Variance scaling is a family of weight initialization strategies designed to ensure that the statistical variance of activations remains stable as signals propagate forward through a neural network, and that gradients remain stable as they propagate backward during training. Without careful initialization, deep networks are prone to the vanishing gradient problem—where gradients shrink exponentially toward zero—or the exploding gradient problem, where they grow uncontrollably. Both pathologies make learning slow, unstable, or impossible, and variance scaling directly addresses them by calibrating the initial magnitude of weights relative to the number of inputs and outputs of each layer.
The core idea is to draw initial weights from a distribution whose variance is a function of a layer's fan-in (number of incoming connections), fan-out (number of outgoing connections), or both. Xavier/Glorot initialization, introduced in 2010, sets variance proportional to 2/(fan_in + fan_out), making it well-suited for layers with symmetric activation functions like tanh. He initialization, introduced in 2015, sets variance proportional to 2/fan_in, which accounts for the asymmetry of ReLU activations that effectively zero out half of all inputs. LeCun initialization uses 1/fan_in and was designed with sigmoid-like activations in mind. These are all specific parameterizations of the same general variance scaling principle, and modern deep learning frameworks expose them through a unified API that lets practitioners select a scaling mode and distribution shape.
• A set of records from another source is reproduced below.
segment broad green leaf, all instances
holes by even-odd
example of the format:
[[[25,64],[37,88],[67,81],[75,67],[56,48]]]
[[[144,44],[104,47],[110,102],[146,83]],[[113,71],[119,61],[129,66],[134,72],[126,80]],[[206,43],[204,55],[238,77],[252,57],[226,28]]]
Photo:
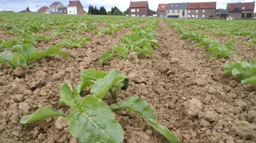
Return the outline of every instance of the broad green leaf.
[[[113,71],[104,78],[96,81],[93,85],[91,86],[90,92],[97,97],[102,99],[113,86],[115,85],[117,87],[119,84],[121,84],[121,82],[125,78],[125,75],[120,72]],[[120,88],[121,87],[120,87]],[[115,91],[112,92],[114,92]]]
[[[73,90],[72,86],[66,83],[63,83],[60,87],[60,95],[61,102],[73,108],[81,110],[82,99],[77,91]]]
[[[178,138],[172,134],[166,127],[159,124],[156,121],[154,111],[149,104],[138,96],[130,97],[120,102],[111,106],[112,110],[123,109],[132,111],[142,117],[154,128],[164,136],[169,143],[179,143]]]
[[[38,110],[33,114],[23,117],[21,119],[21,123],[27,124],[51,117],[60,116],[66,117],[66,116],[65,113],[54,109],[51,106],[47,106]]]
[[[241,83],[256,84],[256,76],[241,80]]]
[[[115,114],[100,99],[92,95],[83,101],[83,110],[73,110],[66,116],[72,136],[85,143],[122,143],[124,133]]]
[[[57,48],[47,48],[44,51],[47,55],[58,55],[66,58],[69,58],[69,54],[63,50]]]
[[[81,72],[81,77],[83,80],[90,80],[94,82],[104,78],[108,73],[108,72],[94,69],[87,69]]]

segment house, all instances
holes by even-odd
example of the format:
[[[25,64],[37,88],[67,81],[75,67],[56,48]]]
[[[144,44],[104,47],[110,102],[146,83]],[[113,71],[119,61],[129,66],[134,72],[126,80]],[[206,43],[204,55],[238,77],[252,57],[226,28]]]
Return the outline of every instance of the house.
[[[47,6],[43,6],[39,9],[38,13],[49,13],[49,8]]]
[[[167,4],[158,4],[156,13],[158,17],[167,17],[166,9],[167,9]]]
[[[132,16],[151,16],[153,13],[149,8],[148,1],[130,1],[129,7],[129,14]]]
[[[68,14],[83,14],[83,7],[79,0],[70,1],[67,7]]]
[[[228,4],[227,5],[227,9],[228,9],[230,12],[231,11],[233,11],[232,13],[232,15],[235,15],[235,17],[238,18],[238,14],[237,12],[234,12],[234,9],[237,9],[237,7],[241,11],[241,18],[252,18],[253,17],[253,12],[254,11],[255,2],[239,2],[239,3],[230,3]],[[235,9],[235,12],[238,12],[237,9]],[[234,13],[235,13],[234,14]],[[230,15],[231,16],[232,16]]]
[[[49,13],[67,13],[67,7],[58,2],[54,2],[49,7]]]
[[[188,18],[214,17],[216,2],[188,3]]]
[[[241,19],[242,18],[242,11],[237,7],[234,7],[229,10],[230,15],[234,19]]]
[[[188,3],[168,4],[167,17],[186,18],[187,15]]]
[[[216,9],[215,17],[226,19],[229,13],[229,11],[228,9]]]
Variance scaling matters because the choice of initialization can determine whether a model trains at all, particularly in very deep architectures. Even with techniques like batch normalization that partially mitigate poor initialization, starting from a well-scaled distribution accelerates convergence and often improves final performance. The principle extends beyond fully connected layers to convolutional and recurrent architectures, where the effective fan-in and fan-out must be computed differently. As networks have grown deeper and more complex, variance scaling has remained a foundational tool, embedded by default in most modern frameworks and serving as a baseline against which more sophisticated initialization schemes—such as those derived from dynamical mean-field theory—are compared.